SECURITIES AND EXCHANGE COMMISSION
WASHINGTON, D.C. 20549
FORM 8-K
CURRENT REPORT
Pursuant to Section 13 or 15(d) of the
Securities Exchange Act of 1934
Date of report (Date of earliest event reported): July 12, 2018
CLEARSIGN COMBUSTION CORPORATION
(Exact name of registrant as specified in Charter)
Washington | 001-35521 | 26-2056298 | ||
(State or other jurisdiction of incorporation or organization) |
(Commission File No.) | (IRS Employee Identification No.) |
12870 Interurban Avenue South
Seattle, Washington 98168
(Address of Principal Executive Offices)
206-673-4848
(Issuer Telephone number)
Check the appropriate box below if the Form 8-K filing is intended to simultaneously satisfy the filing obligation of the Registrant under any of the following provisions (see General Instruction A.2 below).
¨ | Written communications pursuant to Rule 425 under the Securities Act (17 CFR 230.425) |
¨ | Soliciting material pursuant to Rule 14a-12 under the Exchange Act (17 CFR240.14a-12) |
¨ | Pre-commencement communications pursuant to Rule 14d-2(b) under the Exchange Act (17 CFR 240.14d-2(b)). |
¨ | Pre-commencement communications pursuant to Rule 13e-(c) under the Exchange Act (17 CFR 240.13(e)-4(c)) |
Indicate by check mark whether the registrant is an emerging growth company as defined in Rule 405 of the Securities Act of 1933 (§230.405 of this chapter) or Rule 12b-2 of the Securities Exchange Act of 1934 (§240.12b-2 of this chapter).
Emerging growth company ¨
If an emerging growth company, indicate by check mark if the registrant has elected not to use the extended transition period for complying with any new or revised financial accounting standards provided pursuant to Section 13(a) of the Exchange Act. ¨
Item 1.01 | Entry into a Material Definitive Agreement. |
On July 12, 2018, ClearSign Combustion Corporation (the “Company”) entered into a Stock Purchase Agreement with an accredited investor (the “Investor”) pursuant to which the Company will sell an aggregate of 5,213,543 shares of its common stock, $0.0001 par value (the “Shares”) at a price of $2.25 per Share for gross proceeds of $11,730,471.75. The closing of the transaction is expected to take place on or before July 20, 2018 (the “Closing Date”).
The Stock Purchase Agreement
In addition to the purchase of the Shares, the Stock Purchase Agreement permits the Investor, for a period that begins on the Closing Date and ends seven days following the expiration date of the warrants issued on January 25, 2017 (the “Warrants”), to purchase from the Company up to an aggregate 478,854 shares of common stock at a price of $4.00 per share (the “Additional Purchase Right”).
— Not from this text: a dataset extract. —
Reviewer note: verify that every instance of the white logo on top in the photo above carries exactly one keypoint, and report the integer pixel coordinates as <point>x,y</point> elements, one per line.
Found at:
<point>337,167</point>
The number of shares of common stock for which the Additional Purchase Right may be exercised and the price at which the shares may be purchased are both subject to adjustment as provided in the Warrants. The Stock Purchase Agreement provides that the Investor may appoint one director to the Company’s Board of Directors.
The Stock Purchase Agreement also permits the Investor to participate in future capital raising transactions (the “Participation Right”) on the same terms as other investors participating in such transactions. The Participation Right will expire on December 31, 2023. Excluded from the Participation Right are the following: (i) shares of common stock issued pursuant to the exercise of certain currently outstanding warrants or options or issued pursuant to equity incentive plans or other compensation arrangements; (ii) securities issued in debt financing transactions with any financial institution or company; (iii) securities issued in transactions with strategic partners such as customers, suppliers or distributors; (iv) securities issued in rights or other securities offerings made to all stockholders; and (v) securities issued pursuant to stockholder-approved transactions including any transaction resulting in a change of control. Transactions with strategic partners include, but are not limited to, (A) the consolidation or merger by the Company (or its subsidiaries or affiliates) with or into (whether or not the Company is the surviving corporation) another entity; (B) the sale, assignment, transfer, conveyance or disposition of all or substantially all of the properties or assets of the Company or any of its significant subsidiaries; (C) allowing one or more entities to make, or allowing the Company to be subject to or have its common stock be subject to, a purchase, tender or exchange offer; (D) the consummation of a stock or share purchase agreement with a strategic partner; or (E) the consummation with a strategic partner of any other business combination (including, without limitation, a reorganization, recapitalization, spin-off or scheme of arrangement).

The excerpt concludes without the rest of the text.